Legislative Assembly for the ACT: 2002 Week 12 Hansard (13 November) . . Page.. 3505 ..
MS TUCKER (continuing):
There is still a prevailing romantic view that Australia generates its wealth off the sheep's back. However, the metaphorical sheep are now looking decidedly sick and wobbly. Governments need to start making some hard decisions about whether we want to continue to prop up unsustainable farms on marginal land. There may be a higher public and environmental benefit for the government just to buy this land back rather than pay out ongoing drought or other assistance.
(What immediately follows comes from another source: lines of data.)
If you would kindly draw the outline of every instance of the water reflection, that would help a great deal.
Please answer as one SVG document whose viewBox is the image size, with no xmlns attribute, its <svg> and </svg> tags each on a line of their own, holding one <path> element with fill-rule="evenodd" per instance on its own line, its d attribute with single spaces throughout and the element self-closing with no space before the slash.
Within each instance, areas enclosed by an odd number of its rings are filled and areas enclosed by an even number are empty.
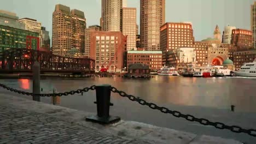
<svg viewBox="0 0 256 144">
<path fill-rule="evenodd" d="M 30 80 L 18 80 L 19 87 L 32 89 Z M 15 80 L 4 83 L 15 86 Z M 224 77 L 222 79 L 190 78 L 155 76 L 150 80 L 123 79 L 120 77 L 93 77 L 83 80 L 43 80 L 44 91 L 63 92 L 83 88 L 93 85 L 108 83 L 129 94 L 139 97 L 160 105 L 177 104 L 230 109 L 234 105 L 236 111 L 256 112 L 256 79 Z M 112 99 L 123 98 L 116 94 Z"/>
</svg>

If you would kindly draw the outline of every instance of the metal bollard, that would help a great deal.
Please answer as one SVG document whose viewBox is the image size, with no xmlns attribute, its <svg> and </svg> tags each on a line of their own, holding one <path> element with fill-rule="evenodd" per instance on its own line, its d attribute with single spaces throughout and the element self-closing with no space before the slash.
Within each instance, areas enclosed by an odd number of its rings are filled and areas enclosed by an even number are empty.
<svg viewBox="0 0 256 144">
<path fill-rule="evenodd" d="M 40 101 L 40 64 L 36 61 L 32 67 L 33 100 Z"/>
<path fill-rule="evenodd" d="M 231 111 L 235 111 L 235 106 L 234 105 L 231 105 Z"/>
<path fill-rule="evenodd" d="M 119 117 L 109 116 L 109 106 L 113 106 L 110 100 L 110 85 L 103 85 L 96 88 L 97 104 L 97 116 L 87 117 L 86 120 L 100 124 L 110 124 L 120 120 Z"/>
</svg>

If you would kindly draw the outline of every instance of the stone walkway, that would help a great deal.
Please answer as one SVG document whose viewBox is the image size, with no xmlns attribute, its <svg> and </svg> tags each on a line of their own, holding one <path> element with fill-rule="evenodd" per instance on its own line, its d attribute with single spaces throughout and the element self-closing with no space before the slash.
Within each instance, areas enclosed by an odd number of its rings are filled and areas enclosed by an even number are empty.
<svg viewBox="0 0 256 144">
<path fill-rule="evenodd" d="M 0 106 L 0 143 L 147 143 L 101 134 L 50 116 Z"/>
</svg>

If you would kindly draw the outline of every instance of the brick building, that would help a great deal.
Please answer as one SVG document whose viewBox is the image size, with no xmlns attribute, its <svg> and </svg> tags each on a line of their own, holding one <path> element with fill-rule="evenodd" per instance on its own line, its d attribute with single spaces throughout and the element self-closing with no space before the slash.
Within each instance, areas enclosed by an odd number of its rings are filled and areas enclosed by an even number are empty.
<svg viewBox="0 0 256 144">
<path fill-rule="evenodd" d="M 251 31 L 242 29 L 232 30 L 231 44 L 237 47 L 237 51 L 248 50 L 253 46 Z"/>
<path fill-rule="evenodd" d="M 126 41 L 120 32 L 92 32 L 90 58 L 95 59 L 95 69 L 118 72 L 126 67 Z"/>
<path fill-rule="evenodd" d="M 91 33 L 92 32 L 100 31 L 101 27 L 98 25 L 89 26 L 85 29 L 85 46 L 84 55 L 87 57 L 90 56 L 90 50 L 91 49 Z"/>
<path fill-rule="evenodd" d="M 162 66 L 161 51 L 128 51 L 127 65 L 142 63 L 149 66 L 152 70 L 158 70 Z"/>
<path fill-rule="evenodd" d="M 166 64 L 167 52 L 179 47 L 192 47 L 194 42 L 192 25 L 167 22 L 160 28 L 160 50 L 163 64 Z"/>
<path fill-rule="evenodd" d="M 234 53 L 234 64 L 236 69 L 240 69 L 244 63 L 252 62 L 255 58 L 255 49 L 235 52 Z"/>
</svg>

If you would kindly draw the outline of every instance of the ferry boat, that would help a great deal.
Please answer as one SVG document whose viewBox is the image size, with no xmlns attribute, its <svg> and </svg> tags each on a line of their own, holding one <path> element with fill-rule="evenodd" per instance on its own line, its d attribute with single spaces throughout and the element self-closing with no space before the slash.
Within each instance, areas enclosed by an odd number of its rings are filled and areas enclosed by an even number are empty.
<svg viewBox="0 0 256 144">
<path fill-rule="evenodd" d="M 252 63 L 245 63 L 237 71 L 234 71 L 236 76 L 256 77 L 256 59 Z"/>
<path fill-rule="evenodd" d="M 195 72 L 193 75 L 193 77 L 202 77 L 203 75 L 203 72 Z"/>
<path fill-rule="evenodd" d="M 174 68 L 163 67 L 158 71 L 159 75 L 179 76 L 178 71 Z"/>
</svg>

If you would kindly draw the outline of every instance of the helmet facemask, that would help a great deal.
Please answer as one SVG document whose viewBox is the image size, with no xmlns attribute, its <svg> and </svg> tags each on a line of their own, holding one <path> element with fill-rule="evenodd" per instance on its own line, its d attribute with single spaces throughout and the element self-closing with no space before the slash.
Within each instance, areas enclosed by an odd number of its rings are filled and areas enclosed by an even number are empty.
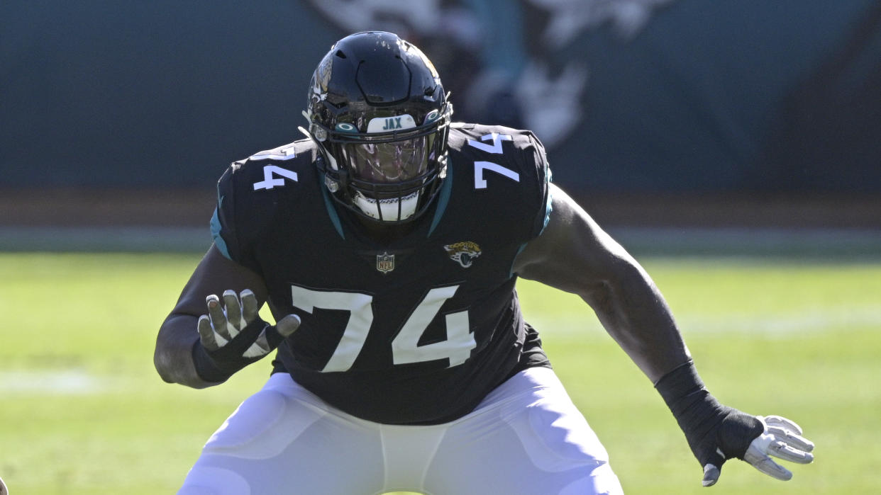
<svg viewBox="0 0 881 495">
<path fill-rule="evenodd" d="M 335 45 L 313 78 L 309 130 L 300 128 L 317 144 L 331 196 L 383 223 L 424 213 L 447 174 L 447 97 L 428 59 L 393 34 Z"/>
</svg>

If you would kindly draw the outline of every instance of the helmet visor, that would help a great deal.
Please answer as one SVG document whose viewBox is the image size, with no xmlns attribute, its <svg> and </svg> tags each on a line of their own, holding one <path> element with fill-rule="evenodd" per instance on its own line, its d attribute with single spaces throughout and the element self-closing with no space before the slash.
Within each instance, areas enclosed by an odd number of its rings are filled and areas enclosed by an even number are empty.
<svg viewBox="0 0 881 495">
<path fill-rule="evenodd" d="M 344 145 L 353 178 L 380 184 L 401 184 L 424 176 L 431 160 L 433 134 L 386 142 Z"/>
</svg>

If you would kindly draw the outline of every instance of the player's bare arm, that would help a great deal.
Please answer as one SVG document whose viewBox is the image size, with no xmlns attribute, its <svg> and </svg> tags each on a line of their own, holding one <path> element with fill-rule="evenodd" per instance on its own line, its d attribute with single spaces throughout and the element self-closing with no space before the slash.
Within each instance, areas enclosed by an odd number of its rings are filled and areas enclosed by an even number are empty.
<svg viewBox="0 0 881 495">
<path fill-rule="evenodd" d="M 524 278 L 580 295 L 652 382 L 691 358 L 648 273 L 574 200 L 552 185 L 544 231 L 517 257 Z"/>
<path fill-rule="evenodd" d="M 257 311 L 266 292 L 259 275 L 212 245 L 159 328 L 153 362 L 162 379 L 196 389 L 217 385 L 275 348 L 299 320 L 263 322 Z"/>
<path fill-rule="evenodd" d="M 792 473 L 770 455 L 799 463 L 813 460 L 801 428 L 779 416 L 751 416 L 716 401 L 691 360 L 661 293 L 640 265 L 559 187 L 544 231 L 518 256 L 522 278 L 580 295 L 606 331 L 655 383 L 714 484 L 722 463 L 746 461 L 787 480 Z"/>
</svg>

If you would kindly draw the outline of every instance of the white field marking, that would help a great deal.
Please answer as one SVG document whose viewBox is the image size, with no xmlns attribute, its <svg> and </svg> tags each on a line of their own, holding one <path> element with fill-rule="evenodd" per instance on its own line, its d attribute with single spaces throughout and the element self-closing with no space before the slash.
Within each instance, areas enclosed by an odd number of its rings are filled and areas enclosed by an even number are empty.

We also need to question the sustainability of growing water intensive crops such as rice and cotton in a dry country like Australia. The recent CSIRO study on Australia's future population noted that rice uses a whopping 7,458 litres of water per dollar of output. By contrast, vegetables and fruit require only 379 litres. Another surprising statistic from this study is that Australia exports each year an estimated 4,000 gigalitres of embodied water in its agricultural products more than it imports, which is about the same amount used by the entire urban sector. As the report notes, if we receive relatively poor trade prices for these products, then the nation is suffering a double loss if funds are needed to repair the integrity of the inland river systems that have been degraded by agricultural production.
The current drought will hopefully end some time soon. However, there is an even bigger problem for Australia if we start to consider the impact of the greenhouse effect and global warming on Australia's climate. The CSIRO's latest predictions are that south-western Australia can expect decreases in rainfall, as can parts of south-eastern Australia and Queensland. Wetter conditions are possible in northern and eastern Australia in summer and in inland Australia in autumn. In areas that experience little change or an increase in average rainfall, more frequent or heavier downpours are likely. Conversely, there will be more dry spells in regions where average rainfall decreases.
Evaporation will increase over most of the country and, combined with changes in rainfall, will decrease available moisture across the country. It is very unfortunate that the federal Liberal government is choosing to stick its head in the sand over the greenhouse issue despite the growing scientific evidence that climate change is happening. They will be seen by history to have been entirely irresponsible.
I am therefore not prepared to support this motion, which calls on the ACT government to make an unspecified financial contribution to a superficial response to the environmental crisis in our rural sector. I would prefer that it spend its money on more constructive long-term responses to Australia's so far poor adaptation to our variable rainfall pattern.
MR CORNWELL (11.40): The ACT is often criticised by the rest of Australia for being selfish, self-centred and out of touch with reality.
Mrs Dunne: And we have just seen why.
MR CORNWELL: Indeed, Mrs Dunne. We have just seen why. I must admit I am surprised at the parsimonious approach of the government. I am amazed that people should question the bona fides of Farmhand members. I note there are no new union bosses on the committee, and there is no Bob Brown either. That perhaps is significant-I do not know.